Dental tourism on the NHS

Millions who have lost their NHS dentist could insist on going abroad for free treatment under radical plans to allow ‘health tourism’.

Ministers were taken aback by the scale of EU proposals for new rights to shop around Europe for the best and fastest medical treatment – and send the bill to the NHS.

Experts believe that with almost a million fewer patients being treated since Labour’s last disastrous shake-up of NHS dental care in 2006, it will become one of the most popular types of treatment sought abroad.

A poll showed that more than half of NHS patients – 53% – are prepared to travel overseas under the proposals to allow ‘cross-border healthcare’.

Experts said they would effectively transform the National Health Service into a ‘European Health Service’.

Patients would not have to show they have suffered any undue delay for treatment in the UK before demanding to be treated abroad.

They could claim up to the amount their treatment would have cost in their home country.

But they could also top up the cost of care abroad, meaning they can use NHS funds to pay part of the bill for treatment at the most exclusive private clinics in any of the EU’s 27 member states.

This could include expensive procedures such as bridges and crowns.

European Commission healthcare spokesman Nicholas Fahy said the Government would have to justify requiring permission for major surgery in each individual case and it would be open to challenge in EU courts.

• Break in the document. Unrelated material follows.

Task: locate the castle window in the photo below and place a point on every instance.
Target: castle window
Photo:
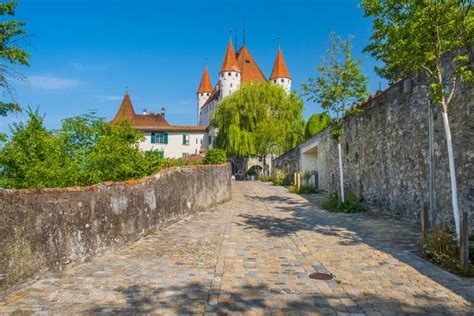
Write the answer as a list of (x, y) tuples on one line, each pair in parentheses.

He said the EU wanted the new plans for ‘cross-border healthcare’ enshrined in law within two-and-a-half to three years.

But he said that following a series of court rulings, patients who wanted to escape dirty British hospitals or waiting lists could insist on being treated abroad now and take legal action to reclaim the costs from the NHS.

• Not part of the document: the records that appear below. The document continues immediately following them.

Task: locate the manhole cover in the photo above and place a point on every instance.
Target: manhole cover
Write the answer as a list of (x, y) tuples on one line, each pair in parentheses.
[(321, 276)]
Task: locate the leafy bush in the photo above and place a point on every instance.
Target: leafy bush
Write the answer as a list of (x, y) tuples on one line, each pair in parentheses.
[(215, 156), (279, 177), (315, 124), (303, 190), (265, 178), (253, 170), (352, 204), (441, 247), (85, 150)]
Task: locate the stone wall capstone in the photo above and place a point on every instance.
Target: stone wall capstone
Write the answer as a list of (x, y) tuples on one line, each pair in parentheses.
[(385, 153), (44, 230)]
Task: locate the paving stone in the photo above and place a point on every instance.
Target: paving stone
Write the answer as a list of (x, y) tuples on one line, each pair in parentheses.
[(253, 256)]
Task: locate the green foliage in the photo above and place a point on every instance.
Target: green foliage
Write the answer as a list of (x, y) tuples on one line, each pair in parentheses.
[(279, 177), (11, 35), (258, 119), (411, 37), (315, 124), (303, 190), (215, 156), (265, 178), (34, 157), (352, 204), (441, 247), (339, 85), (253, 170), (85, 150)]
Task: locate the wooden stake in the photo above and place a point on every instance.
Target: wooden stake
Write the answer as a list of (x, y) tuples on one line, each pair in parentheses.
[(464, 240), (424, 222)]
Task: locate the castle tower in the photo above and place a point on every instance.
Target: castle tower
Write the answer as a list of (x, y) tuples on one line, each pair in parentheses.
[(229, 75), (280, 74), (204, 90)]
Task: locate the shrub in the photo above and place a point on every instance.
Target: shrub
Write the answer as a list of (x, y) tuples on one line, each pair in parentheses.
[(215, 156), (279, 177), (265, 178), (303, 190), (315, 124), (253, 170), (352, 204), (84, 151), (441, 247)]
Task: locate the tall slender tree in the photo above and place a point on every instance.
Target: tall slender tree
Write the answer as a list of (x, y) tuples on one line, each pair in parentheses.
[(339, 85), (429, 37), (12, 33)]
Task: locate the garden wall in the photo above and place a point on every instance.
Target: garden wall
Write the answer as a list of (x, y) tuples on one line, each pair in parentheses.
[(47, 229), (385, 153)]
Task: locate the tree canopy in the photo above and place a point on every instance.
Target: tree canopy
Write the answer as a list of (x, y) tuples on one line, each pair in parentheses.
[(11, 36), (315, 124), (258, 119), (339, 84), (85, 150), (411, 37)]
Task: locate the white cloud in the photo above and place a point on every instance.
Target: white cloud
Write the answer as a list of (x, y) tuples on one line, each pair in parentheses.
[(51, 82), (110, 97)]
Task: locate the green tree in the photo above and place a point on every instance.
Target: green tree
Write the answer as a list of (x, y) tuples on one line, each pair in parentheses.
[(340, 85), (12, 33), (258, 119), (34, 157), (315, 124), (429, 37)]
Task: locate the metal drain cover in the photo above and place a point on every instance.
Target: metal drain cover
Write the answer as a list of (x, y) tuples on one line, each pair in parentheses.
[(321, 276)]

The Government said it would fight to water down the proposals.

Ministers are understood to be deeply concerned that the move will mean the well educated and the well-off, who are able to pay for travel costs and topup fees, gaining access to better healthcare using NHS funds.

Public Health Minister Dawn Primarolo said: ‘This is a draft directive. It’s far from clear that this will be the final version. We must do what we can to protect the finances of the NHS and ensure that everyone has fair access to treatment.’

However, the plan will become law across the EU if a majority of countries agree, since Britain does not have a veto.

Mr Fahy said it enjoyed ‘almost universal support’ elsewhere in Europe.